When we experience a particularly bad flu season, like the current one, the question of how a single disease can vary so wildly is often raised. The answer lies in the simple fact that the virus copies its RNA genome with very poor accuracy which means that the virus is constantly mutating and evolving to evade our immune systems and the vaccines we develop.

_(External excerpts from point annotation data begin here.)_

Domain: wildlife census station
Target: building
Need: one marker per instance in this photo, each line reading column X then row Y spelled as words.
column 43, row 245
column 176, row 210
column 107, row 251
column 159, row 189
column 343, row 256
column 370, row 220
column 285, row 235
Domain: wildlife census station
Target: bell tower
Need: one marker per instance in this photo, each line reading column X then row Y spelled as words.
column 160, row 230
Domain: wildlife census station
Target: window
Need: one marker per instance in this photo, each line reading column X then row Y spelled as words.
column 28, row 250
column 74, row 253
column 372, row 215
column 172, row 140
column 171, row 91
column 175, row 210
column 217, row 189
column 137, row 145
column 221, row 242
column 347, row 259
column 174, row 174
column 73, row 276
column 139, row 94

Designing vaccines 6 months ahead of flu season so that they can be manufactured in time is a process of sophisticated guess-work, which, if it fails , can lower effectiveness from 70-90% to as low as 50% if there has been significant drift. The reason for this unpredictability, and why people must be re-vaccinated every year, is that the vaccine targets one of the virus’ most variable proteins, haemagglutinin (HA) which is found on the virus surface and is responsible for viruses entering their host cells. Conventional vaccines act by stimulating the production of antibodies against these surface proteins, which will reduce binding, and thus infection, and allow recognition of the virus by the immune system. Harnessing only the humoral immune system (that involving antibodies), means that memory over time is fairly poor and only antigens found on the virus’ surface – which are likely to be the most variable ones – can be targeted.

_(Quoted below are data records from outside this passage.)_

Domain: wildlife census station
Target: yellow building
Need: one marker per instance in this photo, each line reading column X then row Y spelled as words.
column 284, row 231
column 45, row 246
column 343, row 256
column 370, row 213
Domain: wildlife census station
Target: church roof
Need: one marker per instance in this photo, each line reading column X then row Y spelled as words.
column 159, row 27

A new approach aims to target internal proteins through triggering T-cell-mediated immunity, which relies on presentation of antigens from any part of the virus (inside or out) by infected cells. The MVA-NP+M1 vaccine, developed at Oxford University and patented by Vaccitech, has been designed to trigger this form of immunity and is now in clinical trials. MVA is a highly attenuated virus that has been found in the past to boost T cell response. NP (nucleoprotein) and M1 (matrix protein 1) are both very important viral components and so are highly conserved between strains, unlike HA, meaning that targeting them might offer the chance to create a universal flu vaccine where mutations would likely do more harm than good to the virus so the likelihood of failure is less. This, if paired with the traditional trivalent inactivated vaccine, would provide far greater protection against seasonal flu and to the ever present but uncertain threat of pandemic flu . This vaccine might provide a first line of defence while pandemic flu vaccines are in development and could work in conjunction with an antibody-stimulating vaccine in order to cover both branches of adaptive immunity and enhance protection.